Adelte to install new passenger boarding bridges at Manchester Airport, UK

19 October 2017 (Last Updated November 1st, 2017 13:40)

Spanish company Adelte has been contracted by Manchester Airports Group (MAG) to design, develop and deploy 11 new passenger boarding bridges at Manchester Airport, UK.

Adelte to install new passenger boarding bridges at Manchester Airport, UK
A depiction of passenger boarding bridges at Manchester Airport. Credit: Adelte Group SL.

Spanish company Adelte has been contracted by Manchester Airports Group (MAG) to design, develop and deploy 11 new passenger boarding bridges at Manchester Airport, UK.

The installation of new passenger boarding is part of the first phase of the £1bn Manchester Airport Transformation Programme (MAN-TP).

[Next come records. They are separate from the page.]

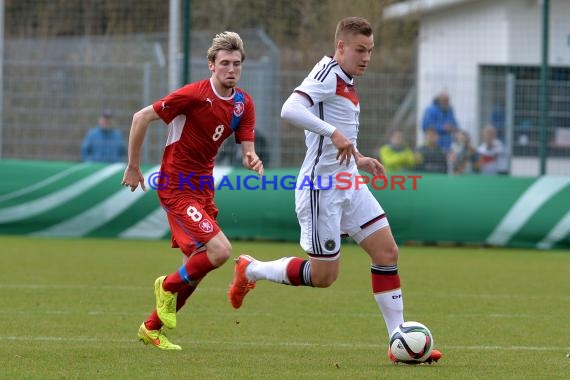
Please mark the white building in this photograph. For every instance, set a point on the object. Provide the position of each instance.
(458, 38)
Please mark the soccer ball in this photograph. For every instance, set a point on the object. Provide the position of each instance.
(411, 342)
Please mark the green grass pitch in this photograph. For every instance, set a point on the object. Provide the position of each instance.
(71, 310)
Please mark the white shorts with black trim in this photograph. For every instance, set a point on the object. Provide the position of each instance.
(325, 215)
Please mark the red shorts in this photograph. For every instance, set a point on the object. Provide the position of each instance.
(192, 222)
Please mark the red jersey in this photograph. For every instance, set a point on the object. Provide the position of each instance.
(199, 121)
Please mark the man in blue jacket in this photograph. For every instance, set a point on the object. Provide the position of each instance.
(439, 116)
(104, 143)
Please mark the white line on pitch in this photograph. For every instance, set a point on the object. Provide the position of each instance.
(88, 339)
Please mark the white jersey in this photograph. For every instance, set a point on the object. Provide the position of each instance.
(334, 100)
(326, 212)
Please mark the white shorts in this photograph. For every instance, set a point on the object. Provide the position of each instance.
(325, 215)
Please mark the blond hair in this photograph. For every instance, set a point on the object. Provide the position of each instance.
(228, 41)
(352, 26)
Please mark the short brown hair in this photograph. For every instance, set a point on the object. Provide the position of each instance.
(228, 41)
(352, 26)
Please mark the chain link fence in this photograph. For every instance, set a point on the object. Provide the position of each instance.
(65, 61)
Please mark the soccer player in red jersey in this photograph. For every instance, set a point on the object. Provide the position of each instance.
(200, 116)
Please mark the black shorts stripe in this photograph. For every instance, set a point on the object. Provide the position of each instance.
(372, 221)
(317, 249)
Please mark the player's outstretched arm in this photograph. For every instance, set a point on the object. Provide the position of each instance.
(141, 120)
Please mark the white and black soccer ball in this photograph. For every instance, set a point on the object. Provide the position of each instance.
(411, 342)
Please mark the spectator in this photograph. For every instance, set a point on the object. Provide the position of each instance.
(462, 157)
(439, 116)
(103, 143)
(492, 155)
(433, 158)
(397, 155)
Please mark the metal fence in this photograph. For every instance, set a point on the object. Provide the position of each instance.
(56, 82)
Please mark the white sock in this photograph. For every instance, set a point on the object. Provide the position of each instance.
(275, 271)
(392, 306)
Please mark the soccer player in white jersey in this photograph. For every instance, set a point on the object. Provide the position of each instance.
(326, 106)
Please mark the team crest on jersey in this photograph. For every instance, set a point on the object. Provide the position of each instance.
(206, 226)
(238, 109)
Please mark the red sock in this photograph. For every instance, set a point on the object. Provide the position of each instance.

Adelte vice-president and commercial director Jordi Floreta said: “We are enthusiastic about returning to Manchester and being able to participate in this ambitious project of transforming the infrastructure and facilities of this modern airport so that it can receive in the best conditions the fast-growing number of passengers.”

Under the deal, the company will be responsible for installing the boarding bridges at the airport in late 2018 and early 2019.

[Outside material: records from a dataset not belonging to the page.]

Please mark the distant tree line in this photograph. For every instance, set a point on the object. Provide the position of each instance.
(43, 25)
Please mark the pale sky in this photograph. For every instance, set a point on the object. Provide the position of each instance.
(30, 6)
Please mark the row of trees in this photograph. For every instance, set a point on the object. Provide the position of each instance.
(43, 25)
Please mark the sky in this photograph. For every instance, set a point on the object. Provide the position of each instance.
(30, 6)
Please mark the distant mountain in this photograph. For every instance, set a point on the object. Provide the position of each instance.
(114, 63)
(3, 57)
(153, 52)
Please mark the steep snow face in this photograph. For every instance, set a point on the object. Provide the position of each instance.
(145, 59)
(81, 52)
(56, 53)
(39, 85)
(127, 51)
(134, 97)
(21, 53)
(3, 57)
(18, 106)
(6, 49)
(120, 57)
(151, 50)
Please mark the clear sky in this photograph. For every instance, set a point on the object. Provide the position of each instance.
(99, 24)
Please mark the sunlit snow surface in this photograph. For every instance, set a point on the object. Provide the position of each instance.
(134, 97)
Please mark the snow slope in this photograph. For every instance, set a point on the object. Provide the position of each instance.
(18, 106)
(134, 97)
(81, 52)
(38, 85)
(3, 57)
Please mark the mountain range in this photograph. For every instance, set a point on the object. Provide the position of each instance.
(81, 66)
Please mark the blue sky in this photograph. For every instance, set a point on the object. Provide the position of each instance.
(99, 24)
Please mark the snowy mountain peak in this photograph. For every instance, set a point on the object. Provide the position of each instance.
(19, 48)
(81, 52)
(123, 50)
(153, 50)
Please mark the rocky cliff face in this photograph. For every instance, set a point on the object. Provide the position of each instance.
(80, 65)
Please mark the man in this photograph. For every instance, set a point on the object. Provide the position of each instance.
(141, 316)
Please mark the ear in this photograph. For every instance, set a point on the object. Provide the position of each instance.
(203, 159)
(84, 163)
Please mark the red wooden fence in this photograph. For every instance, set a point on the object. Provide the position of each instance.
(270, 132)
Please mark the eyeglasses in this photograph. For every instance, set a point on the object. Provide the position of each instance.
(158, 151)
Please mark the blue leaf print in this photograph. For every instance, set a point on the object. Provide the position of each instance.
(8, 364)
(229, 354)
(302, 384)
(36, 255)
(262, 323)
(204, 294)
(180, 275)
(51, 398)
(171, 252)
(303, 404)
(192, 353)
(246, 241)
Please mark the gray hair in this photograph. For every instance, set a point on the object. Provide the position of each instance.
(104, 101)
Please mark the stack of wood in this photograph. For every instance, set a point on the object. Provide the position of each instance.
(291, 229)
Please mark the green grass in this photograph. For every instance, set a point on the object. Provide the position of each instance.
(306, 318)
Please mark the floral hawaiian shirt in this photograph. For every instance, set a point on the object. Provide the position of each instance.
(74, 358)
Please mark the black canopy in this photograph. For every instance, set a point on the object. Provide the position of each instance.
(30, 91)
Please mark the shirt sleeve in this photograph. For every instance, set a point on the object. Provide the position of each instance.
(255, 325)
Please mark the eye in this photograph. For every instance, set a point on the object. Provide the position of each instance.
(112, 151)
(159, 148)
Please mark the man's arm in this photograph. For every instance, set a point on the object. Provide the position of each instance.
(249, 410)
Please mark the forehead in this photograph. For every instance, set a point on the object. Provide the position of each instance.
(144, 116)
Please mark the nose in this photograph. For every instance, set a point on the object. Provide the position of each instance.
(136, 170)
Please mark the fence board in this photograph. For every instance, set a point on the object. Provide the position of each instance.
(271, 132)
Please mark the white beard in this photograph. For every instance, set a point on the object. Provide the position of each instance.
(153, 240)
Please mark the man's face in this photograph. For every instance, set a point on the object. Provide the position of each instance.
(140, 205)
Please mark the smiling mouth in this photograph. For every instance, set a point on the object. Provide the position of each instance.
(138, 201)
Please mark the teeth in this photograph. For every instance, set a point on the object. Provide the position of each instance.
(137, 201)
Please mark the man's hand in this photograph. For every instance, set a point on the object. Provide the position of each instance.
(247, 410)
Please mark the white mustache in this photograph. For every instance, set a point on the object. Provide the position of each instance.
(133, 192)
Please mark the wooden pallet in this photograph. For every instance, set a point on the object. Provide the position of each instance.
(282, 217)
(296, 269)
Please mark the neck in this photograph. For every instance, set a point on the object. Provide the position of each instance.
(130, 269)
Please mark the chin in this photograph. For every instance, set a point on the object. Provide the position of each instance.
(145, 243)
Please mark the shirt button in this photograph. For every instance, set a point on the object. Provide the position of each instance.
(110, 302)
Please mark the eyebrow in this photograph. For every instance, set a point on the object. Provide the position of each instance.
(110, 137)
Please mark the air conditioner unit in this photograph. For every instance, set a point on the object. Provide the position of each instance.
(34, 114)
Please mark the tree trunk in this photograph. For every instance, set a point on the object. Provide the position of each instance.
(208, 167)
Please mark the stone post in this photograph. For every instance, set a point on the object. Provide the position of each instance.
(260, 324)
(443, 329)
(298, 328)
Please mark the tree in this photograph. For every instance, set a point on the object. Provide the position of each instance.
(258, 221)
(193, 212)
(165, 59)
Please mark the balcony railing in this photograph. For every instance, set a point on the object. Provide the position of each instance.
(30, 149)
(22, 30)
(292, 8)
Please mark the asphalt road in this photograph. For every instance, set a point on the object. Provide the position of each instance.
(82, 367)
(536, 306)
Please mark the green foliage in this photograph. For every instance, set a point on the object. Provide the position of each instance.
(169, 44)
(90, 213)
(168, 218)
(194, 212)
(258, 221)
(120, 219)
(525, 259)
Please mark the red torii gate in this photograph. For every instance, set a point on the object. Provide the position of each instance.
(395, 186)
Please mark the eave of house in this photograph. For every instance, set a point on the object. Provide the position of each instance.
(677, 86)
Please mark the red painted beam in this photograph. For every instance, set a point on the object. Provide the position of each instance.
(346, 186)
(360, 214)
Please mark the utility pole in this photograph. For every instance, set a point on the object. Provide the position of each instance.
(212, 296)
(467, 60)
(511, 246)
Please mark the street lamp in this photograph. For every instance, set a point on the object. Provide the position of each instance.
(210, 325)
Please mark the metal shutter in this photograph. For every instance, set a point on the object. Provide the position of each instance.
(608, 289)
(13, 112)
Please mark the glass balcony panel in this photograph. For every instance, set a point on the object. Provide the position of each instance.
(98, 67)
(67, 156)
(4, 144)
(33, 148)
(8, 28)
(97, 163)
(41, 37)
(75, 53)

“We are delighted to award this contract to Adelte and look forward to working with them over the coming years to further enhance the customer experience at Manchester Airport.”

The 11 units will be Apron Drive models featuring glass-sided tunnels.

The advanced system will help protect passengers from exposure to rough UK weather, and will also enable more efficient and rapid turnarounds at Pier 1 of Terminal 2 in Manchester Airport.

MAN-TP delivery director Rob Stewart said: “We are delighted to award this contract to Adelte and look forward to working with them over the coming years to further enhance the customer experience at Manchester Airport.”

With the completion of the transformation programme, the airport will be capable of handling 45 million passengers each year, which will be approximately 20 million more compared to the passenger traffic recorded currently.